Here’s what the selection of players looked like for point guards playing on 12/5/2016 (blue dots are top frontier, orange dots are second frontier, black dots are rest of players):
Using this strategy to cut down the number of potential players brought down the number of potential lineups. In this example, I reduced the number of points guards from 51 to 16. Now we can recalculate the number of possible combinations:
# of Possible Lineups = (16 C 2) * (18 C 2) * (21 C 2) * (16 C 2) * (6 C 1)
# of Possible Lineups = 120 * 153 * 210 * 120 * 6
# of Possible Lineups = 2.78 * 10^9
Although is a large reduction (I reduced the number by 99.998%), it’ll still take a while to run through every single possible combination. To speed up the process, I decided to run simulations to pick the best lineup. In this case, I ran 1,000 simulations and picked the lineup with the highest predicted fantasy points that was at or under budget.
Comparing Model Performance vs FanDuel’s Model and Historical Data
Now that we have working models to predict fantasy points and create a fantasy lineup, we can compare how this lineup would’ve done on Fanduel. For games from 12/5/2016 to 12/20/2016, I compared my best performing model (the model that predicts all variables with the past 10 games) to Fanduel’s own model and to actual historical data.
For those range of dates, here are the average fantasy points per lineup:
Model Description | Average FD Lineup Points |
---|---|
General, Predict just FD, 5 games | 257 |
General, Predict just FD, 10 games | 267 |
General, Predict all variables, 5 games | 252 |
General, Predict all variables, 10 games | 262 |
Personalized, Predict all variables, 10 games | 261 |
Fanduel’s predictions | 278 |
Actual | 359 |
Here’s how two of my best performing models, the generalized model predicting just FD points with 10 games and the personalized model predicting all variables with 10 games compare to Fanduel’s predictions and the actual data over the month of December:
Conclusion and Next Steps
The results leave something to be desired. Compared to Fanduel’s own predictions, my model is equal at best in terms of accuracy and consistency. My most accurate model (general model predicting just FD points with 10 games) came closest to beating Fanduel’s model, but was inconsistent. My other models tended to be more consistent, but didn’t come close to beating Fanduel’s model.

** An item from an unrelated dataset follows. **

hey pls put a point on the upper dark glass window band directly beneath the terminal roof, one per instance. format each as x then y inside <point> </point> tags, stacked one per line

Compared to the actual data, there is a large gap regardless of the model. The gap is so large that I question whether my basic model methodology is appropriate for this prediction. To predict a player’s fantasy points, I used regression that made sure the model was unbiased and optimized to minimize the MSE for all data points. When selecting the lineup, however, we aren’t looking at all of the data points; we’re only looking at the players that have the highest scores for a given budget. Consequently, only a small subset of predictions are vital to picking the best lineup. Perhaps it makes more sense to build a model that narrowly focuses on this objective, instead of broadly focusing on minimizing error for all players.
The true test of these models that I was unable to perform was to pit them against real competition. My best proxy for competition was the lineup achieved using actual data and the general consensus online that achieving 300 fantasy points usually puts you in the top half of the competition. However, this benchmark is just an assumption and deserves to be tested out as well.